Todo o arbitrário processo de difamação e prisão de Lula diante das inúmeras tentativas de desconstrução de sua biografia, operacionalizada pela Grande Mídia à serviço de amplos setores da burguesia brasileira e de classes médias subalternas e mimetizadoras de interesses burgueses, não conseguiram destruir a imagem do seu passado, de tal de modo a conquistar um retorno triunfal à mais um mandato popular. O seu partido, o PT, apesar de muitos equívocos políticos quando esteve no poder e sob incansável campanha de difamação midiática, sobreviveu aos ataques, em muitos casos, desproporcionais e injustos, e sagrou-se vitorioso diante deste processo de resistência política.
É possível afirmar que Lula é o maior fenômeno político dos últimos tempos no Brasil e, no momento, é o único a estar credenciado para alinhavar uma política amenizadora, porém conflitante, de “conciliação de classes”. Por sinal, tal movimento foi uma tentativa de ser construída uma aliança entre as classes sociais com maior durabilidade, mas ficou desgastado durante os mandatos presidenciais de Lula, de 2003 à 2010. Com a gestão de Dilma, o que ainda restava da conciliação de classes erodiu de vez e cristalizou-se no golpe de 2016. A questão, em voga, é se diante da real conjuntura atual, tão diversa dos arranjos políticos e sociais de 2003, ano do seu primeiro mandato, ainda será favorável para Lula fazer este tipo de acordo de união nacional de "conciliar o inconciliável".

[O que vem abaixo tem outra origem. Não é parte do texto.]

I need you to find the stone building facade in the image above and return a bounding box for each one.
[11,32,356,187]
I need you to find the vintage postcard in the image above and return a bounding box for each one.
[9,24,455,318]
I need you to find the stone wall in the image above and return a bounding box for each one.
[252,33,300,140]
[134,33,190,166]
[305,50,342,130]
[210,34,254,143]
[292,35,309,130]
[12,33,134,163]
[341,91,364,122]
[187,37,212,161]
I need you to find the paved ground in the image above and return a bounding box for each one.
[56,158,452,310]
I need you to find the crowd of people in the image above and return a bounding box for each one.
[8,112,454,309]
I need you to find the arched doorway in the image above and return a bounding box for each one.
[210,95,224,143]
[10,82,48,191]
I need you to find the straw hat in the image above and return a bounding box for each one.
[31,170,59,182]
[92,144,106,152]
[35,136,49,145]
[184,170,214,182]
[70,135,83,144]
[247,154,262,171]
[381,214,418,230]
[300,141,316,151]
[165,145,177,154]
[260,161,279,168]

Retomando ao personagem Bolsonaro. Desde quando saiu do seu gueto eleitoral, em completo desconhecimento nacional, nos territórios ocupados por milicianos no Rio de Janeiro, sua base eleitoral, Bolsonaro passou por quase trinta anos a circular pelo "Baixo Clero" do Congresso Nacional, como caricatural e insignificante deputado federal. Em 2018, com arbitrária prisão de Lula pelo juiz Sérgio Moro, o falso paladino da máquina golpista chamada "Lava Jato", a maior farsa jurídica da história do Brasil, o inepto Bolsonaro ganha fôlego eleitoral e chega ao Palácio do Planalto, diante da mais grave crise da Nova República, a partir dos escombros do golpe de Estado de 2016. Todos estes fatos se forjaram em episódios dos mais escatológicos do longo processo histórico de golpismos reacionários praticados pela burguesia brasileira.
Diante de uma eleição intempestiva do uso de uma desonesta e campanha eleitoral com farta munição de "fake news", Bolsonaro foi surfando no antipetismo reinante desde os protestos golpistas de 2013, onde se costurou o maior conluio civil-parlamentar-jurídico-midiático da derrubada de um governante em exercício do poder desde a deposição do ex-presidente João Goulart em 1964: o golpe de Estado contra a ex-presidenta do mesmo partido de Lula, o PT, Dilma Rousseff.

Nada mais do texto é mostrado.